C'est pourquoi le risque doit se mesurer en fonction du rendement qu'il procure, explique Martin Dupras. Le risque n'est pas étranger au rendement. Dans les faits, le rendement est généralement proportionnel au risque que l'on a accepté de prendre. "Avoir une aversion trop grande envers le risque devient un risque en soi, car il pourrait vous priver de réaliser vos objectifs à plus long terme", dit M. Dupras.

C'est pourquoi il faut éviter de gérer ses placements de façon émotive. En 2009, après deux ou trois trimestres de baisse, le risque était de ne pas tenir le coup, de vendre ses actifs plus risqués et d'adopter une approche beaucoup trop conservatrice.

Une bonne compréhension du risque est essentielle au succès des investisseurs. "La pire erreur est de ne pas avoir prévu le changement d'environnement, de paniquer, et d'apporter des changements inappropriés à son portefeuille", dit Patricio Domingo, de RBC Gestion de patrimoine.

Les objectifs d'abord

Bien que la tolérance au risque demeure en tout temps un facteur important, bâtir un portefeuille commence d'abord par l'établissement des objectifs.

Les objectifs, c'est ce que le conseiller voudra d'abord connaître. Les définir permet entre autres de déterminer l'horizon de temps et les restrictions inhérentes à la composition du portefeuille, explique Martin Dupras, président de l'IQPF.

Les contraintes seront différentes selon ses objectifs. Si on vise l'accumulation du capital pour la retraite, l'horizon de placement est assez long pour ne pas avoir à se soucier d'éventuels décaissements. Le portefeuille doit inclure des titres de croissance pour assurer un rendement intéressant à long terme. Toutefois, si on souhaite épargner pour acheter sa première maison, l'horizon de temps est beaucoup plus court et l'échéance des placements doit l'être également. Le portefeuille doit donc être composé de titres peu risqués et encaissables à leur pleine valeur.

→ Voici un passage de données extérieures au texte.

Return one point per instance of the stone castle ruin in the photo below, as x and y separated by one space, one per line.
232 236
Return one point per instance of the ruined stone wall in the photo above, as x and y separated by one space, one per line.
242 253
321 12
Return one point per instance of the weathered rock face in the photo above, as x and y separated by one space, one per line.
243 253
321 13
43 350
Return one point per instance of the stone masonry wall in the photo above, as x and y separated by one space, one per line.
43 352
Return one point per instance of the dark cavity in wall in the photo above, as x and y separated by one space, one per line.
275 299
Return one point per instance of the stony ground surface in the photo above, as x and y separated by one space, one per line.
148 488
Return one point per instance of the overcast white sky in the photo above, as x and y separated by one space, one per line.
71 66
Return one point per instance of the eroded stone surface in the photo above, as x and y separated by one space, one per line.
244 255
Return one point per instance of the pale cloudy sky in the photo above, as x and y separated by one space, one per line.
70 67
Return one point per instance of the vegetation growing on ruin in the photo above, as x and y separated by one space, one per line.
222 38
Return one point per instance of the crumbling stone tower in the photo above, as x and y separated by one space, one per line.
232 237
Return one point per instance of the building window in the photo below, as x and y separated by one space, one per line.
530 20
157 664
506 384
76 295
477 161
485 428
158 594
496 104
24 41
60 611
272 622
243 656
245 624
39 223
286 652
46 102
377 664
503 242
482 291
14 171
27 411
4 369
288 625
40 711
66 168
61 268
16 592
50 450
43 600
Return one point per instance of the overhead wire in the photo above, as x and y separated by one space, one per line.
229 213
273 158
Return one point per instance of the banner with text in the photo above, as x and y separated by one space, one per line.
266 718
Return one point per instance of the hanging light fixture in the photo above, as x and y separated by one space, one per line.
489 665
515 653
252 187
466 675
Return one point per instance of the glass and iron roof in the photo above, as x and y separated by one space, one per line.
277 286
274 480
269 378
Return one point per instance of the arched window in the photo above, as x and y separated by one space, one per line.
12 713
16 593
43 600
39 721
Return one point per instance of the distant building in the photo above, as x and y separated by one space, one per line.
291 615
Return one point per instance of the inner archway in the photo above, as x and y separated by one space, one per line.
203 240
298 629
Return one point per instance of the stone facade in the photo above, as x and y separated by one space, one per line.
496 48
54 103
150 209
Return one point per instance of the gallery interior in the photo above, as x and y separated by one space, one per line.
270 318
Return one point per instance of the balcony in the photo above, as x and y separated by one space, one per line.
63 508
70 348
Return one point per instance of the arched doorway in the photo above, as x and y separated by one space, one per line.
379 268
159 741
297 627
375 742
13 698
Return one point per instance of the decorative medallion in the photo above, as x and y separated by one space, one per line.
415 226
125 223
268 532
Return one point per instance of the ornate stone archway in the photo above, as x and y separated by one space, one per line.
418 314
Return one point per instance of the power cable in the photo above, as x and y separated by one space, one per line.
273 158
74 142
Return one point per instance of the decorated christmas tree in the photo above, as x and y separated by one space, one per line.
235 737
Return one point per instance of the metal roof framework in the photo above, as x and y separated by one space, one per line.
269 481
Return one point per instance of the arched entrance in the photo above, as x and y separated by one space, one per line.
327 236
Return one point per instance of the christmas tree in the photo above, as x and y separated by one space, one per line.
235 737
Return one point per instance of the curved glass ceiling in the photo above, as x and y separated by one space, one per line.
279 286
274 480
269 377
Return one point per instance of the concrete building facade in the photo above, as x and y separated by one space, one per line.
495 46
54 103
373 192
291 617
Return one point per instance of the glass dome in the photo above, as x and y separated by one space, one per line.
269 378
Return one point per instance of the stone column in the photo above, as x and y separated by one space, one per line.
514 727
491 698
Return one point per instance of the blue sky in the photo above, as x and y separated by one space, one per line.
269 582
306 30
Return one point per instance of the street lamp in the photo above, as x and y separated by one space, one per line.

Dans la plupart des cas, les investisseurs ont plus d'un objectif. Le défi sera alors d'atteindre l'équilibre entre l'ensemble des objectifs et le risque que l'on sera prêt à accepter. Une des façons d'y arriver est de fractionner le portefeuille en fonction de chacun des objectifs, suggère Patricia Domingo, de RBC, Gestion de patrimoine. Un portefeuille pour chaque grand objectif facilitera la compréhension et la détermination du risque.